In the 1970s, email was revolutionary. It became a unique tool, allowing people to exchange information, manage documents, tasks, and workflow. It has replaced phone calls and face-to-face meetings. But, for all its strengths, email is also a source of immense frustration. Project team members can receive hundreds of emails a day, some of which are important; most of which probably don’t. Just dealing with the daily overload is a huge problem.

It can cause backlog – simply working through your emails after being away from your desk can take days.
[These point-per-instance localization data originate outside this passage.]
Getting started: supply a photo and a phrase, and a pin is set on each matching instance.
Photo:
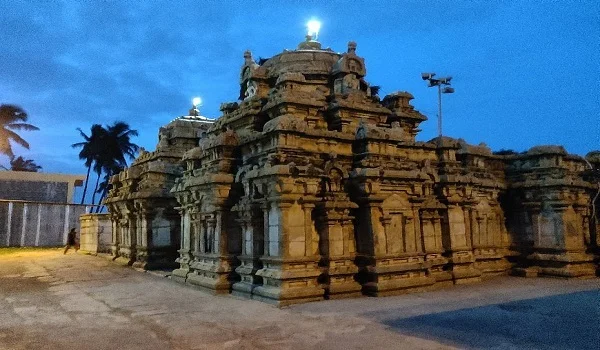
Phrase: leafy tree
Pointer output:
(91, 149)
(12, 118)
(21, 164)
(106, 151)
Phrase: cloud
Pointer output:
(71, 64)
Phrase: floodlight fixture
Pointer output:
(446, 90)
(427, 76)
(445, 80)
(314, 27)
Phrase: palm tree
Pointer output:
(117, 147)
(91, 149)
(105, 151)
(22, 164)
(12, 118)
(120, 145)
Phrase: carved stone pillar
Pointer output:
(338, 248)
(252, 226)
(127, 246)
(186, 246)
(559, 244)
(290, 265)
(116, 234)
(458, 248)
(144, 235)
(431, 226)
(215, 259)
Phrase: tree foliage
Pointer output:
(106, 151)
(12, 118)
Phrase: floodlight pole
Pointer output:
(447, 90)
(440, 111)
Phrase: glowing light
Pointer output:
(313, 28)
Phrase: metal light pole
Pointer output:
(439, 82)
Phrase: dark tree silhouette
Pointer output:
(12, 118)
(106, 150)
(91, 150)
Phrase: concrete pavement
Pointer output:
(49, 300)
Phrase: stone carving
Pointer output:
(144, 214)
(309, 187)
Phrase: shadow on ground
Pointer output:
(567, 321)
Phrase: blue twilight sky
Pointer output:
(525, 72)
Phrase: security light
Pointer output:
(445, 80)
(431, 82)
(426, 76)
(313, 28)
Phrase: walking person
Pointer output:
(71, 241)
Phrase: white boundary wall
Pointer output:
(37, 224)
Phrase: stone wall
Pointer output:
(33, 224)
(95, 233)
(38, 187)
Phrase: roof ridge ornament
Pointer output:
(311, 43)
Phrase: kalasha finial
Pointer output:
(196, 103)
(352, 47)
(248, 55)
(313, 29)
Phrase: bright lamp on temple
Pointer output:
(313, 28)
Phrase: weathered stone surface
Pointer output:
(312, 187)
(145, 221)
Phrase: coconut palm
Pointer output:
(105, 150)
(91, 149)
(22, 164)
(12, 118)
(117, 148)
(119, 144)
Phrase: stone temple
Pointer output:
(311, 187)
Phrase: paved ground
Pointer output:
(52, 301)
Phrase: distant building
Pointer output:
(39, 187)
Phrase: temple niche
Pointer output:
(311, 186)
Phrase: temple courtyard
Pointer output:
(53, 301)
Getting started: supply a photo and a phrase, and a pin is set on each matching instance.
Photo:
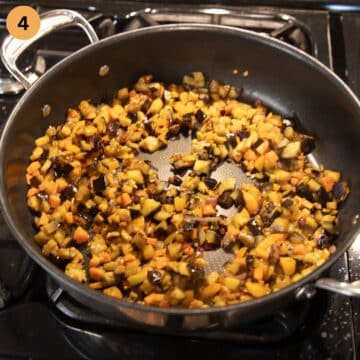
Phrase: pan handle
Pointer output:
(50, 21)
(340, 287)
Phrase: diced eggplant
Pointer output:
(175, 180)
(186, 124)
(132, 116)
(304, 191)
(196, 272)
(154, 276)
(69, 192)
(200, 115)
(42, 195)
(246, 239)
(322, 197)
(307, 145)
(340, 190)
(146, 105)
(323, 241)
(231, 139)
(269, 214)
(149, 206)
(243, 134)
(99, 184)
(202, 166)
(254, 227)
(174, 131)
(287, 203)
(61, 169)
(188, 225)
(291, 150)
(210, 183)
(225, 200)
(113, 129)
(249, 261)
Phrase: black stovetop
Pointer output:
(40, 321)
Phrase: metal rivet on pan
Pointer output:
(355, 219)
(104, 70)
(305, 293)
(46, 110)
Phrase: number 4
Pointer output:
(23, 23)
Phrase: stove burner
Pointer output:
(280, 26)
(9, 85)
(31, 63)
(277, 328)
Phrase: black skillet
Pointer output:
(285, 79)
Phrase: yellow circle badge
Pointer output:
(23, 22)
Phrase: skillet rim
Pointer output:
(97, 296)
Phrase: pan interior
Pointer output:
(287, 82)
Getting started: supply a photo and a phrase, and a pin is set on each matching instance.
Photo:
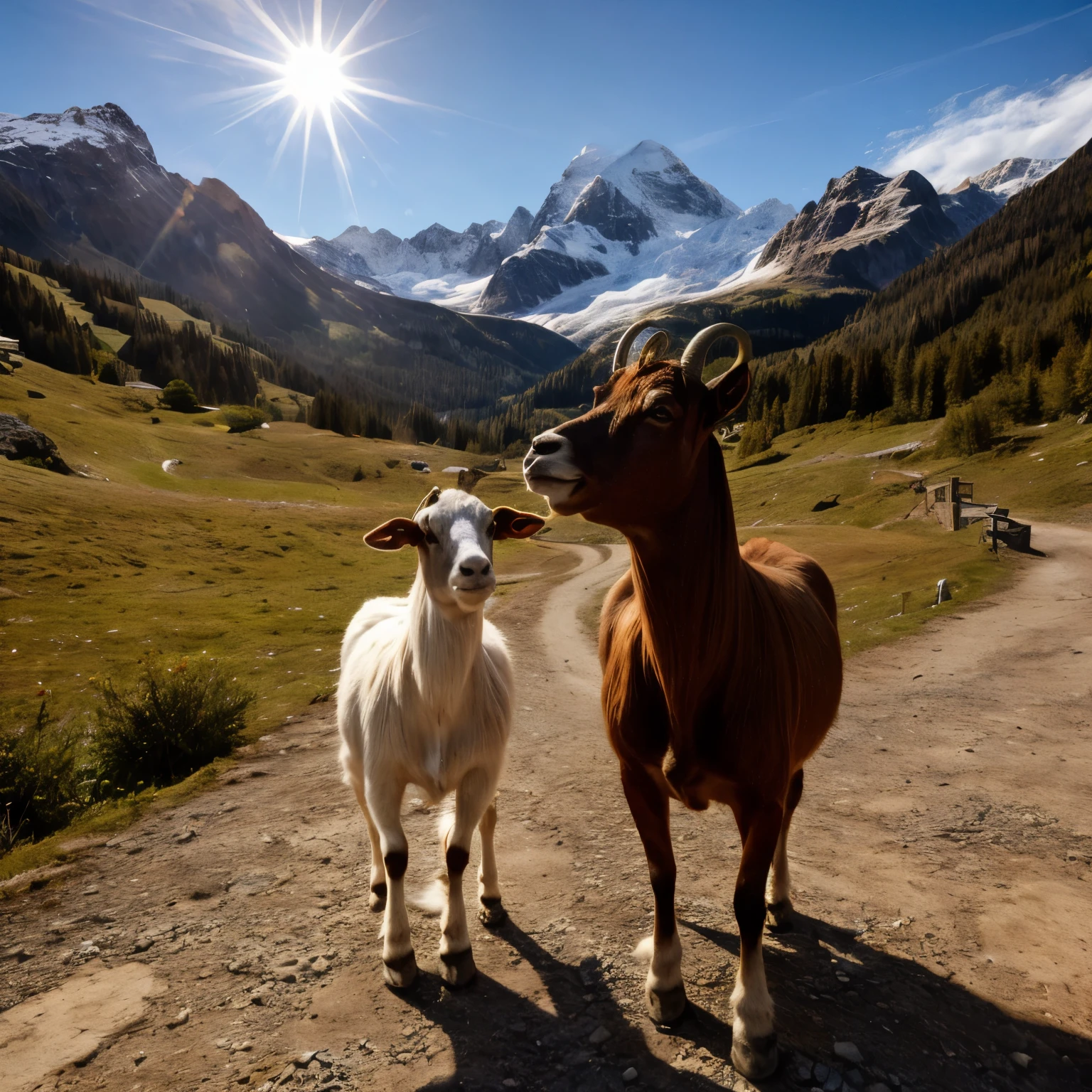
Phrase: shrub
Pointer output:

And it can cause error – missing the most recent message means you might waste time working on the wrong version of a document (Atos, 2012b).

Some figures (Galaxy Research, 2010; Jackson & Dawson, 2003; Star survey, 2010; The Radiciti group, 2009):

  • One in five UK workers spend 32 days a year managing email.

  • 25 percent of the average corporate worker’s day is spent on email related tasks.

  • 48 percent of managers find the need to constantly reply to emails stressful.

  • It takes a minute to recover one’s train of thought after interruption by email, meaning that people who check their email every five minutes waste 8.5 hours a week figuring out what they were doing moments before.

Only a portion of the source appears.